The bite will vary according to the activity level of the fish. There will be times when they pop the bait hard and you will know immediately that they are eating the bait.
Other times there will be a soft, almost imperceptible tick and then nothing. And finally there is the dreaded pressure bite.
The pressure bite will take two forms. The first way to describe a pressure bite is you will feel slight resistance to pulling your line forward. This is somewhat like hooking a soft, spongy rubber band. The second pressure bite is when you lose contact with the bottom. A bass has picked up your lure and is just following along with your forward movement.
This is why it is so important to maintain bottom contact.
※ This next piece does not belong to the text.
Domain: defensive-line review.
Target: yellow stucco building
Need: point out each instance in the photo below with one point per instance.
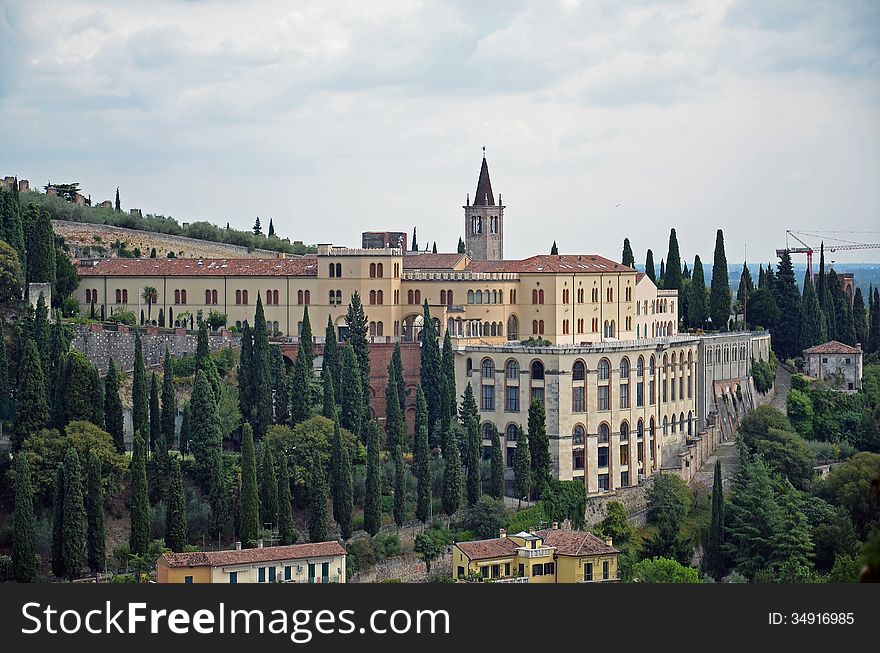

Once you realize that you’ve lost the feel of the weight against the bottom, and your depth hasn’t changed significantly, you have to put two and two together and get ready to set the hook.
The preferred hook set for this technique is called a sweep set.
Once you have detected a fish holding your bait drop the rod tip towards the fish, reel down to the point of feeling resistance (or just shy of that point), and ‘sweep’ the rod horizontally(sideways) away from the fish.
If the rod loads up good and you’re sure that you’ve got the hook in the fish just fight him to the boat. If you set the hook and it didn’t feel solid you may want to set the hook a second time.
The drag on your reel should be set tight enough that it doesn’t give on the initial hookset. But it shouldn’t be set so tight that a larger fish can’t take line if needed.
Line Twist Problems
There are several problems that are common when splitshotting but most can be overcome if your are aware of the cause.
Line twist has always been a problem when using spinning tackle. There are a couple things you can do to minimize line twist when using a split shot rig. First, rig your worm as straight as possible so the lure doesn’t turn as it comes through the water. You will also reduce line twist if you reel in slowly when retrieving to make another cast.
A Tip to also decrease line twist is to learn to close the bail of your reel bail manually, the line twist sometimes develops from the bail picking up the line an twisting it to begin the first rotation around the spool.
I personally have re-educated myself into doing this and almost never have any line twist!
And if you do get some line twist just take off the weight and hook and let your line out behind the boat as you move slowly forward. Reel the line back in and the twist will be gone.
It may take a couple times if the twist is bad. Another problem, when using this rig, is getting hung up or snagged. When you feel that you are getting caught in rock or gravel don’t pull hard on the rod. Instead shake the rod and most often it will bounce loose.
Once again being able to feel the bottom is important because you will know immediately of this is happening. If you can’t shake the weight loose then double back over the snag with your boat and pull it loose from the opposite direction.